A Comedia dell’Arte, surgida na Itália no final do século 15, é “violentamente antiacadêmica, generosamente contestatória”, segundo o diretor e cenógrafo Gianni Ratto (1916-2005).
O espírito foi mantido nas criações inspiradas pelo gênero. Quando o balé “Pulcinella” estreou, em 1920, os cenários ficaram a cargo de Pablo Picasso.
Já “Arlecchino” pode ser chamado de anti-ópera, segundo Pereira. “A obra brinca com as convenções operísticas e seus clichês, como o tenor vedete”, diz o diretor.
A brincadeira e o erotismo sutil foram elementos usados por Giovanni Di Palma para criar as coreografias.

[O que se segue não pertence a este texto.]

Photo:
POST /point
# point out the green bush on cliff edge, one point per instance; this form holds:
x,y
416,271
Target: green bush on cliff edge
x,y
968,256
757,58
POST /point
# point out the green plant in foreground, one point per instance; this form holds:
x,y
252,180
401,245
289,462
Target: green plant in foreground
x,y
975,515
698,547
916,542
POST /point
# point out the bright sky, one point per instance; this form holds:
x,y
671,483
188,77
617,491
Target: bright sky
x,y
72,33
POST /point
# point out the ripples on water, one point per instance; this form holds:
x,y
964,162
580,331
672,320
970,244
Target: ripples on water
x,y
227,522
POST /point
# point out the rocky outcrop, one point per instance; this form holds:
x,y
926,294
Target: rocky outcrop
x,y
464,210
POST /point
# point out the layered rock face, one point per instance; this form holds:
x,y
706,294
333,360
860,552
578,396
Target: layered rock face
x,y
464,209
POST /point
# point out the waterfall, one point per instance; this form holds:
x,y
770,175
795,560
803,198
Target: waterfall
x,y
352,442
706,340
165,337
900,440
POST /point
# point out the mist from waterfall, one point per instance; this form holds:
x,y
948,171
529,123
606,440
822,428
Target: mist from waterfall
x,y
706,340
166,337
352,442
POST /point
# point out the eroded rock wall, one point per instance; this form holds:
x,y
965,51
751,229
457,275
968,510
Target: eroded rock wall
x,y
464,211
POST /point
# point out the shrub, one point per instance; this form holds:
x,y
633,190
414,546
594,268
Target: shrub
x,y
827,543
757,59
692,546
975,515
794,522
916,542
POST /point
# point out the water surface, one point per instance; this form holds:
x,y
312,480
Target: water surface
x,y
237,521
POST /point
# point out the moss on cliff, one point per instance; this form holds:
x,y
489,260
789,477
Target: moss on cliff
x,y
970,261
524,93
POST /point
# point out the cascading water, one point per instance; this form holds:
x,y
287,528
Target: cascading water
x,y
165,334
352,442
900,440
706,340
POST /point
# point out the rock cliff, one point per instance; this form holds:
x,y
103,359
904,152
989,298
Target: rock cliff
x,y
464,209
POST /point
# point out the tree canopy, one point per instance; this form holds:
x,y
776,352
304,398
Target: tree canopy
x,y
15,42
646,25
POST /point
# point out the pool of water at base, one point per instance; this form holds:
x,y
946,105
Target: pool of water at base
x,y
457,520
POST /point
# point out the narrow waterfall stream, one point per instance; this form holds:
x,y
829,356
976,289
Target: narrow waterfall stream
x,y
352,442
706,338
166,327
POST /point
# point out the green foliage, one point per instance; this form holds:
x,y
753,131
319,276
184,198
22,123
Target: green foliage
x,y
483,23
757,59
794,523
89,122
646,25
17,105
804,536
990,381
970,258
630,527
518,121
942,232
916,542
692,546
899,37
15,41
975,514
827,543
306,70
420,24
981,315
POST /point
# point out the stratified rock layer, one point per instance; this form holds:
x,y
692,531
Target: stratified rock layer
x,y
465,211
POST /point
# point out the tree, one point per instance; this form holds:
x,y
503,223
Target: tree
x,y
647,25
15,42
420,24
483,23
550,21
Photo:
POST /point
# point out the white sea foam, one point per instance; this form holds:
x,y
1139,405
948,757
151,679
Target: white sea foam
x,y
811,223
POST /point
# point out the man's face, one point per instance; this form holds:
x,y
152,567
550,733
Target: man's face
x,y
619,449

Ele se inspirou na juventude dos bailarinos da companhia, para a qual trabalha desde 2011, na elaboração das danças e movimentação cênica.
Di Palma também encontrou elementos em sua própria biografia para criar o balé. “Já fiz cabaré na vida”, conta. E tem mais: o coreógrafo, que há quatro anos é responsável pela coordenação de ensaios e manutenção de repertório da SPCD, é napolitano.
COWORKING
O “coworking” entre a SPCD e a Orthesp, além de possibilitar trocas artísticas, é também uma forma de superar crises e viabilizar produções em tempos de dinheiro escasso para a cultura.
Com um corte de mais de 40% em seu orçamento desde o ano passado, a verba da SPCD para três criações (metas obrigatórias) em 2017 foi de R$ 432.125, segundo a página Transparência do Governo do Estado. Dá pouco mais do que R$ 143.000 por obra, menos do que o programa municipal Fomento à Dança de 2017 destinou à cada criação contemplada (R$ 250.000).
A parceria com a Santa Marcelina Cultura, que assumiu a gestão do Theatro São Pedro em maio, possibilita à companhia de dança aumentar o número de estreias e apresentações no ano.
A SPCD entrou com a equipe artística e técnica e a Santa Marcelina arcou com os custos da montagem, orçada em cerca de R$ 500.000, segundo Zuben.
“Parcerias criativas são importantes neste momento de restrições orçamentárias. Uma produção bem realizada como esta pode trazer novos patrocinadores, inclusive da iniciativa privada, e o plano é ter cada vez mais esse tipo de apoio”, diz Zuben.
A gestão do Theatro São Pedro e de sua orquestra foi transferida em maio para a Santa Marcelina Cultura, depois do cancelamento do contrato com a antiga gestora, a Pensarte, por denúncias de favorecimento no processo de seleção. Em dezembro será feita nova convocação para renovação do contrato de gestão.